Se da la circunstancia de que esta cooperación coincidía con los tres lustros en los que, desde 1975 hasta 1990, se registraron unos cambios trascendentales en España y en la mayoría de los países latinoamericanos, con el fin de sus dictaduras y el principio de la normalidad democrática. Había entonces un clima propicio para la rica transferencia de ideas junto con una conciencia instintiva permanecer a un mismo mundo. Hoy ya no.
Con las transferencias, la COPT abordó resueltamente, desde una nueva cultura urbanística, muchos de los problemas candentes que nos había dejado el brutal modelo de desarrollo anterior. Concretamente, cómo rehabilitar los barrios históricos degradados y cómo garantizar el derecho a la permanencia en ellos de la población autóctona. Luego todas estas cuestiones formarían parte de la normal agenda de las administraciones autonómicas, pero a principios de los 80 aquellas se estaban abordando por primera vez, desde unas instancias político-administrativas que se estrenaban tanto en sus competencias como en el ejercicio de las libertades. Hay que decir a este respecto que, en la esfera autonómica y desde el marco de la Constitución, nuestro país se dotó, en vivienda y en rehabilitación urbana, de un arsenal legislativo impresionante que permitía afrontar, desde la seguridad jurídica y con la movilización de recursos financieros, problemas que hasta el momento eran inabordables.
Y fue precisamente esa acumulación de experiencias lo que suscitó el máximo interés de los países iberoamericanos por establecer una cooperación con Andalucía, pues, junto con las islas Canarias, era quizás la región de Europa con una idiosincrasia más afín. La cooperación con Iberoamérica se abría así a otros caminos más realistas y efectivos que los de la habitual retórica de las relaciones con la madre patria. Desde la Junta, el consejero Jaime Montaner, el director general José Ramón Moreno y el coordinador Luis González Tamarit, al frente de un animoso equipo de urbanistas andaluces asignados a cada país, lograron tejer una red profesional entre Andalucía y Argentina, Chile, Cuba, Ecuador, México, Uruguay… a la que posteriormente se unieron otros países, además de Marruecos, llegando a congregar a las mayores cabezas pensantes de la arquitectura y el urbanismo de todo el continente, y siempre con el infatigable apoyo de esa descomunal referencia de la cultura latinoamericana que es el arquitecto argentino Ramón Gutiérrez.

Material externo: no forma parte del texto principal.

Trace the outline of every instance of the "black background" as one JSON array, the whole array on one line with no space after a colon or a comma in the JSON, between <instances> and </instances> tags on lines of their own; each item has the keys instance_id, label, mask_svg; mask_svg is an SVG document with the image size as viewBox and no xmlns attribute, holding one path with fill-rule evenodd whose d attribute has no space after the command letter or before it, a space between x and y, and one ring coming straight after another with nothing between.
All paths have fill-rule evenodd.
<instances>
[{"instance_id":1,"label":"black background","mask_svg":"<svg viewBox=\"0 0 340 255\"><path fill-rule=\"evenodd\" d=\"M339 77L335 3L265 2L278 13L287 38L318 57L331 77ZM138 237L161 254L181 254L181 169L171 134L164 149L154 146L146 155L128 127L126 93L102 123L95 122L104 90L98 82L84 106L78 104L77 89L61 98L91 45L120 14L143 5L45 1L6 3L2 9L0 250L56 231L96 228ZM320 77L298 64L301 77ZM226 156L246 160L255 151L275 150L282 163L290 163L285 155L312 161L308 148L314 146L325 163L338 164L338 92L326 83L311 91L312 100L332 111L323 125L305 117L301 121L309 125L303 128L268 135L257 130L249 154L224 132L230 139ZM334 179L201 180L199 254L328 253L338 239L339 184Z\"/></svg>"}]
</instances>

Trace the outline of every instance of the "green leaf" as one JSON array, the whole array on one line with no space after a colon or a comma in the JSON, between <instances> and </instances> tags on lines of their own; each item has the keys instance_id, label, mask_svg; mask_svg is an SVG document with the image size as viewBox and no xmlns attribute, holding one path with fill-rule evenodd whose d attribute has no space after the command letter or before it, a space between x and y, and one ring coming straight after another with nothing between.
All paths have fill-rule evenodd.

Aquella cooperación tenía la naturalidad propia de una relación familiar, por hablar el mismo idioma y por la completa sintonía en nuestras inquietudes, actitudes y planteamientos. Los coordinadores españoles descubríamos que en América sabían mucho más de nosotros que nosotros de ellos, pero coincidíamos en un gran espacio común de pensamiento. Sentíamos con una mezcla de exaltación y legítimo orgullo, que España era un país enriquecido con la adición de muchas más “autonomías” en ultramar que las que cabían en la península ibérica. Y desde allí nos veían prestigiados por el éxito de la Transición y por ser el nexo de unión con una Europa que aún entonces era la gran esperanza blanca en un mundo ya amenazado con las convulsiones geopolíticas del presente.
Ha pasado un cuarto de siglo. Hoy la Cooperación con Iberoamérica se inscribe en las normales relaciones comerciales entre países, en este caso con fuerte presencia de las empresas del Íbex 35. Pero aquella otra, tan entrañable y modesta como eficaz, en la que lo afectivo iba parejo a lo institucional, está ahora hibernada a la espera de que la barbarie woke no cancele por completo las razones de una historia tanto tiempo compartida; y que la inteligencia pan-hispánica pueda seguir dando sus frutos desde nuestra cultura mestiza, antes de que el continente suramericano, inerme y desguarnecido, se entregue a aventuras suicidas desde la esterilidad de sus delirantes atavismos.